A University of Miami Miller School of Medicine student, Jake Langlie, and research fellow, Ariel Feinberg, were honored at the recent Florida Combined Otolaryngology Meeting (FCOM). Langlie and Finberg won first and second place, respectively, in the research poster competition. Langlie was recognized for his work on minimizing adverse effects of cochlear implants, while Finberg investigated a potential therapy for noise-induced hearing loss.
FCOM brings together world-renowned otolaryngologists, plastic surgeons, medical audiologists, and industry leaders from the Florida Society of Otolaryngology Head and Neck Surgery, the Florida Society of Facial Plastic and Reconstructive Surgery, the Network of Florida Otolaryngologists, and the Network of Medical Audiology Professionals.
Five medical programs in Florida compete for various awards at FCOM, according to Adrien Eshraghi, M.D., professor of otolaryngology, neurosurgery, pediatrics, and biomedical engineering. Both Langlie and Finberg conducted their work in Dr. Eshraghi’s Hearing Research and Cochlear Implant Laboratory at the Miller School. “The research awards are the most coveted,” Dr. Eshraghi said, “so coming in first and second is huge.”
Fresh Insights Into Hearing Loss Syndromes
Langlie’s winning poster presented his investigation into the loss of residual hearing following cochlear implant surgery. Cochlear implants can help the hearing-impaired, but the implantation procedure can cause cochlear trauma, leading to a loss of residual hearing.
His work identified several proteins associated with cochlear damage. Identifying these potential therapeutic targets could eventually lead to new treatments that mitigate cochlear damage and preserve residual hearing following cochlear implantation.
“Prevention of induction of sensory cell inflammatory and apoptotic pathways will lead to greater preservation of residual hearing and improved cochlear implant outcomes,” said Langlie.
“Developing strategies to mitigate cochlear implant trauma will benefit more individuals who have sensorineural hearing loss,” said Rahul Mittal, Ph.D., co-author and researcher in Dr. Eshraghi’s lab.

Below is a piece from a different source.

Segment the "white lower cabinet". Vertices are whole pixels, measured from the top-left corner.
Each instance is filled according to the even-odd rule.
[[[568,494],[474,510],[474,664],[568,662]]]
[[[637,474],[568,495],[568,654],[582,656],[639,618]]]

Finberg focused on a small-molecule drug that could protect hearing from noise-induced trauma. While noise-induced hearing loss is common, there are currently no treatments. In an animal study, Finberg found that the target molecule was protective against hearing loss, offering strong potential for further development.
“I am very grateful for the opportunity to work with Dr. Eshraghi in his laboratory, which has allowed me to discover and test a novel agent for both the protection and restoration of hearing lost in this manner,” said Finberg.
"As of today, only very few drugs are available to protect hearing. By identifying new molecular targets after cochlear implantation, or by preventing noise induced hearing loss in an animal model, these studies are showing very promising results for innovative drug development," said Dario Ebode, a visiting scholar in Dr. Eshraghi’s lab from Sorbonne University and co-author on this study.
These awards highlight the commitment of Miller School students in conducting rigorous research on top of their medical school obligations.
“Our students really shined in a challenging competition with an expert jury,” said Dr. Eshraghi. “The results display Miller School leadership in hearing research, particularly translational research that moves innovative ideas forward to help patients.”